|There are lots of great names
out there--Johnny Paycheck, Picabo Street, Kate Spade--names that somehow predestine their bearer's dreams and accomplishments. This month's Contraption takes a look at two objects by designer Inna Alesina, whose lovely, memorable turns of invention magically match the rhythmic alliteration of her name. Designwise, Alesina's point of departure tempts easy categorization, but then takes you one step beyond what you think you are seeing. For example, her celebrated "Good Egg" foot rest/magazine rack/coffee table base (which has received wide magazine attention) is a ring consisting of 100 nested paper egg trays, but, unlike so many recycledesign objects, completely transforms itself into a new thing, with new characteristics; if the trays' previous incarnation is referenced at all, it is cleverly so in the ovoid profile of the assembled ring.
Brand new to Alesina's work is her 1,000 & 1 Straw Lamp, another bit of modular Merlinism, available in a table or hanging format. Made from seemingly-myriad translucent white drinking straws around an inverted, recycled pop bottle, the lamp pushes the definition of green design by using one truly-recycled object as a foil for the many drinking straws. When I see this object, I realize that although the straws themselves are not recycled (nor would we likely want them to be!), they are nevertheless sympathetic to Alesina's work in that they are disposable items, if not heretofore disposed of. The lamps come in both soft white and colors (determined by the tint of the inner core) and both have their seductions. The soft white version aims to reference a sheaf of wheat, and comes so close in her product photography that you wonder how something so wonderful and beautiful could be made up of something so ordinary and overlooked.

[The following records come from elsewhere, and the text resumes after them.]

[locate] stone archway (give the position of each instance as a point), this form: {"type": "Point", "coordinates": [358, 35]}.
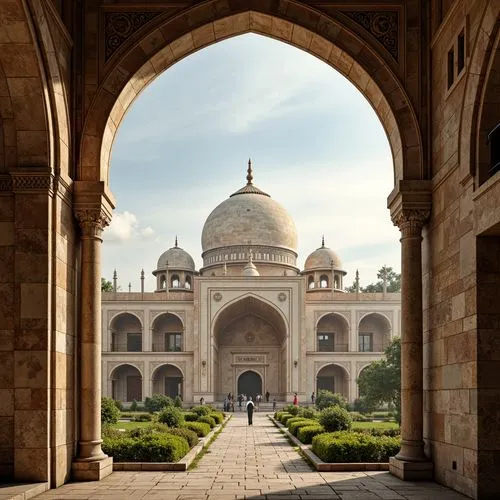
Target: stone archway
{"type": "Point", "coordinates": [250, 335]}
{"type": "Point", "coordinates": [250, 383]}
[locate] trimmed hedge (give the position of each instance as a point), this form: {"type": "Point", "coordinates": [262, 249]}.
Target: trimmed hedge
{"type": "Point", "coordinates": [285, 418]}
{"type": "Point", "coordinates": [345, 446]}
{"type": "Point", "coordinates": [335, 418]}
{"type": "Point", "coordinates": [172, 416]}
{"type": "Point", "coordinates": [189, 435]}
{"type": "Point", "coordinates": [295, 426]}
{"type": "Point", "coordinates": [307, 432]}
{"type": "Point", "coordinates": [201, 428]}
{"type": "Point", "coordinates": [201, 410]}
{"type": "Point", "coordinates": [217, 416]}
{"type": "Point", "coordinates": [155, 447]}
{"type": "Point", "coordinates": [208, 420]}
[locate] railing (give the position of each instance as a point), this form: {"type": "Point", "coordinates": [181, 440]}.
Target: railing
{"type": "Point", "coordinates": [160, 347]}
{"type": "Point", "coordinates": [123, 347]}
{"type": "Point", "coordinates": [333, 348]}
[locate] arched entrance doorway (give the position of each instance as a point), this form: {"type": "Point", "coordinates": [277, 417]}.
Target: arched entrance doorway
{"type": "Point", "coordinates": [250, 383]}
{"type": "Point", "coordinates": [250, 337]}
{"type": "Point", "coordinates": [126, 384]}
{"type": "Point", "coordinates": [168, 380]}
{"type": "Point", "coordinates": [333, 378]}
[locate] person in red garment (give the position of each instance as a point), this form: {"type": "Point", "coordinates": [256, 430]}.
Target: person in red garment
{"type": "Point", "coordinates": [250, 406]}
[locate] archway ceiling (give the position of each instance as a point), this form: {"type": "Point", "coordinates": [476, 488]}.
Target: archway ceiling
{"type": "Point", "coordinates": [347, 38]}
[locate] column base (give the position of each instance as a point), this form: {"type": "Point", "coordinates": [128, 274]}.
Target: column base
{"type": "Point", "coordinates": [92, 471]}
{"type": "Point", "coordinates": [411, 471]}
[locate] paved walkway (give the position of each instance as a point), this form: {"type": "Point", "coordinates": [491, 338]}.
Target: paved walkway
{"type": "Point", "coordinates": [254, 462]}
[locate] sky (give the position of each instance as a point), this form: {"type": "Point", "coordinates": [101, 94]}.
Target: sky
{"type": "Point", "coordinates": [317, 147]}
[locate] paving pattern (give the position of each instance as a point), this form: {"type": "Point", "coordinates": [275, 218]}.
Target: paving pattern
{"type": "Point", "coordinates": [253, 462]}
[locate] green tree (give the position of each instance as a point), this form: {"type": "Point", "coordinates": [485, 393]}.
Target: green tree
{"type": "Point", "coordinates": [392, 281]}
{"type": "Point", "coordinates": [109, 411]}
{"type": "Point", "coordinates": [106, 286]}
{"type": "Point", "coordinates": [380, 381]}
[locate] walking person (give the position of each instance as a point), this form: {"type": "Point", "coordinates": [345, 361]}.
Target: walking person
{"type": "Point", "coordinates": [250, 407]}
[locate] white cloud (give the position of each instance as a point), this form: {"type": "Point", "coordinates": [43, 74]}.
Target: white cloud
{"type": "Point", "coordinates": [124, 226]}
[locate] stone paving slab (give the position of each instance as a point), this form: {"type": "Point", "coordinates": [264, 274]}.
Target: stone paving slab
{"type": "Point", "coordinates": [256, 463]}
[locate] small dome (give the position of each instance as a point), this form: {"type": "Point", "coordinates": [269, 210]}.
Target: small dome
{"type": "Point", "coordinates": [250, 269]}
{"type": "Point", "coordinates": [322, 258]}
{"type": "Point", "coordinates": [176, 258]}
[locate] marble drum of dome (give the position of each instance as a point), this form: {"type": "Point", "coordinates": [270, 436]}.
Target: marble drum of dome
{"type": "Point", "coordinates": [250, 221]}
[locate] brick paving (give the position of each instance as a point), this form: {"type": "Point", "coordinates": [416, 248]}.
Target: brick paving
{"type": "Point", "coordinates": [254, 462]}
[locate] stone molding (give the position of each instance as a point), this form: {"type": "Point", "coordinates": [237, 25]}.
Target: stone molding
{"type": "Point", "coordinates": [92, 221]}
{"type": "Point", "coordinates": [119, 26]}
{"type": "Point", "coordinates": [381, 24]}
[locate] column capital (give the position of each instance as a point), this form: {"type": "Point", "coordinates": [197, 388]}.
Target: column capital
{"type": "Point", "coordinates": [410, 205]}
{"type": "Point", "coordinates": [93, 206]}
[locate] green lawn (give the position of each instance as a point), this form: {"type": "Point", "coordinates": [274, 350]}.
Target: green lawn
{"type": "Point", "coordinates": [129, 425]}
{"type": "Point", "coordinates": [375, 425]}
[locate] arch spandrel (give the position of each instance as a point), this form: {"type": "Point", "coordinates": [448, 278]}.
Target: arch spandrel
{"type": "Point", "coordinates": [321, 36]}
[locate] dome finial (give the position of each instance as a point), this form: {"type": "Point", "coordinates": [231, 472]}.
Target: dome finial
{"type": "Point", "coordinates": [249, 172]}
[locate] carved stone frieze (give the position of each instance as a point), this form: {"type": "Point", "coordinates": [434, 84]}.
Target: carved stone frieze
{"type": "Point", "coordinates": [118, 26]}
{"type": "Point", "coordinates": [383, 25]}
{"type": "Point", "coordinates": [29, 181]}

The color versions have a much more festive character, with the gradations of tint moving from bottom to top, and from interior to exterior. The lamps are tough too, and Alesina's proprietary production process makes the most from her materials. That said, the beauty, charm, and okay, poise of the thing is really where the action is; indeed, I was so impressed by the aesthetics that it was probably a half an hour before I got the connection between the soda bottle and the soda straw.
1,000 & 1 Straw Lamp
Another product by Inna Alesina is her Hot Coil Trivet, a simple, florescent-colored acrylic rod that sucks up ambient light, mixes it around with a household symbol and appears to glow when placed on any surface. This item has a slightly more oblique relationship to her other work. Like the Good Egg and the Straw Lamp, the product "goes 'round," which is somehow comforting and satisfying. (Remember the "cyclical method" in high school English class?) But pushed on the recycled/reused issue, Alesina provides a humble response: "It's not that the product itself is recycled," she concedes, "but perhaps the idea of the electric burner is recycled?" We bite. The Hot Coil is the kind of product that makes you want to do yourself in as a designer, because it seems unforgivable that an idea so obvious and so clear could have eluded you. It's also the kind of product that one might term a "one-liner." One-liners ebb and flow in our design culture (and in our design schools) and are a risky place to be playing ball. Of course, the danger is that they can be over sooooo fast; that their charm might be gargantuan, but that it can fade at an equally-impressive rate. I don't think this is true with the trivet, but of course I'm going to have to live with it for a while.